Question

$\dfrac{3+\sqrt{6}}{\sqrt{75}-\sqrt{48}-\sqrt{32}+\sqrt{50}}=........$
A.$\sqrt{2}$
B.$\sqrt{3}$
C.$\sqrt{3}+\sqrt{2}$
D.$\sqrt{3}-\sqrt{2}$

Answer 1

Hint: In such type of question we first simplify the surds in simplest form by using formula
$\sqrt{a\times b}=\sqrt{a}\times \sqrt{b}\text{ ; a}\ge \text{0,b}\ge \text{0}$ , try to write the number in square root, in prime factorization and then simplify the expression by cancelling the common terms.

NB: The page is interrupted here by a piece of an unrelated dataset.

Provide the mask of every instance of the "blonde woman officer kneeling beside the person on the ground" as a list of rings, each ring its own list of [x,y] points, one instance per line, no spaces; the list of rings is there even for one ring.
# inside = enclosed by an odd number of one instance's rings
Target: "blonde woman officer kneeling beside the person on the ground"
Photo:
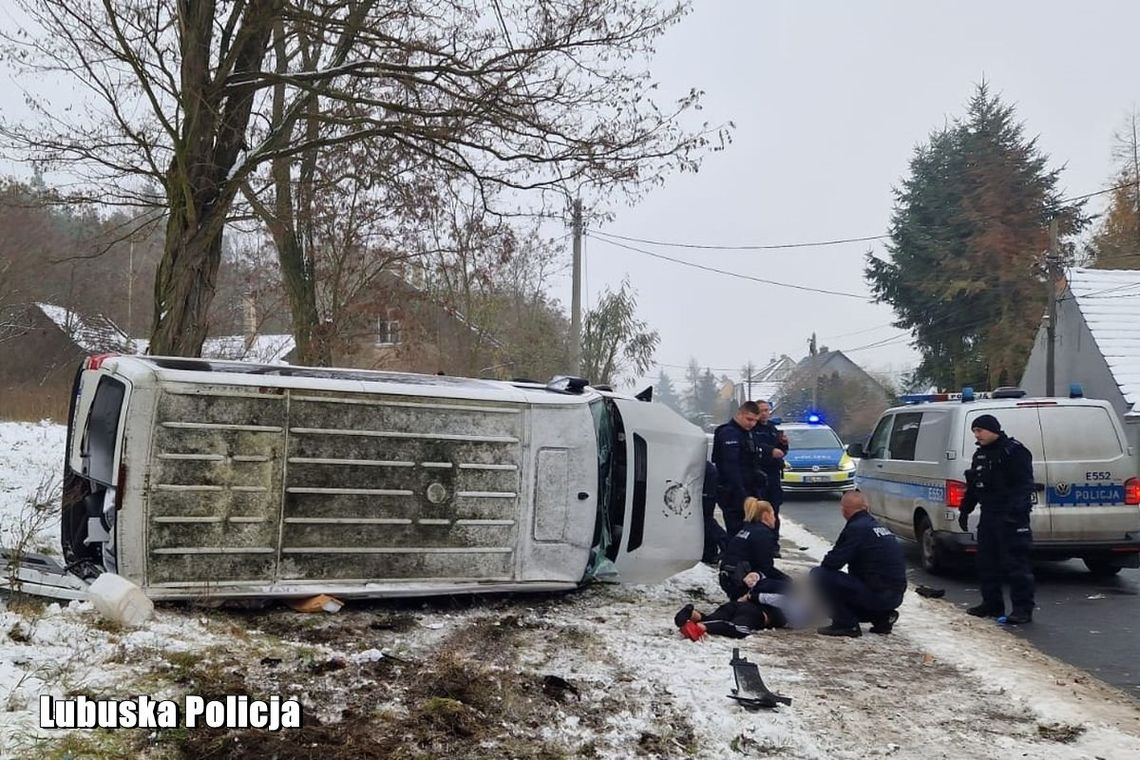
[[[743,526],[728,539],[717,577],[730,600],[748,593],[744,577],[752,572],[760,575],[758,594],[783,594],[788,590],[791,579],[775,566],[780,546],[775,524],[776,515],[771,504],[752,497],[744,499]]]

Complete step-by-step answer:
Here we have to simplify the given expression. So we can write it
\[\Rightarrow \dfrac{3+\sqrt{6}}{\sqrt{75}-\sqrt{48}-\sqrt{32}+\sqrt{50}}=\dfrac{3+\sqrt{2\times 3}}{\sqrt{2\times 5\times 5}-\sqrt{2\times 2\times 2\times 2\times 3}-\sqrt{2\times 2\times 2\times 2}+\sqrt{5\times 5\times 2}}\]
Here we factorize the terms in square roots in prime factor, now we can write the expression as\[\begin{align}
  & \Rightarrow \dfrac{3+\sqrt{6}}{\sqrt{75}-\sqrt{48}-\sqrt{32}+\sqrt{50}}=\dfrac{\sqrt{3}\times \sqrt{3}+\sqrt{2}\times \sqrt{3}}{\sqrt{5\times 5}\times \sqrt{3}-\sqrt{2\times 2\times 2\times 2}\times \sqrt{3}-\sqrt{2\times 2\times 2\times 2}\times \sqrt{2}+\sqrt{5\times 5}\times \sqrt{2}} \\
 & \\
\end{align}\]
Now we take$\sqrt{3}$ common in numerator so we can write\[\Rightarrow \dfrac{3+\sqrt{6}}{\sqrt{75}-\sqrt{48}-\sqrt{32}+\sqrt{50}}=\dfrac{\sqrt{3}\left( \sqrt{3}+\sqrt{2} \right)}{5\times \sqrt{3}-4\times \sqrt{3}-4\times \sqrt{2}+5\times \sqrt{2}}\]
Now we can write the above expression as
\[\Rightarrow \dfrac{3+\sqrt{6}}{\sqrt{75}-\sqrt{48}-\sqrt{32}+\sqrt{50}}=\dfrac{\sqrt{3}\left( \sqrt{3}+\sqrt{2} \right)}{\sqrt{3}+\sqrt{2}}\]
As we see here $\sqrt{3}+\sqrt{2}$ is both in numerator and denominator so we can cancel it so we have
\[\Rightarrow \dfrac{3+\sqrt{6}}{\sqrt{75}-\sqrt{48}-\sqrt{32}+\sqrt{50}}=\dfrac{\sqrt{3}}{1}\]
So the value of given question is $\sqrt{3}$
Hence option B is correct

Note: When we have an expression we contain irrational numbers in such case we simplify it in such a way that we get common irrational terms by using rule of surds and prime factorization so that common terms cancel each other. Once we do prime factorization of surds we get a look how to proceed further.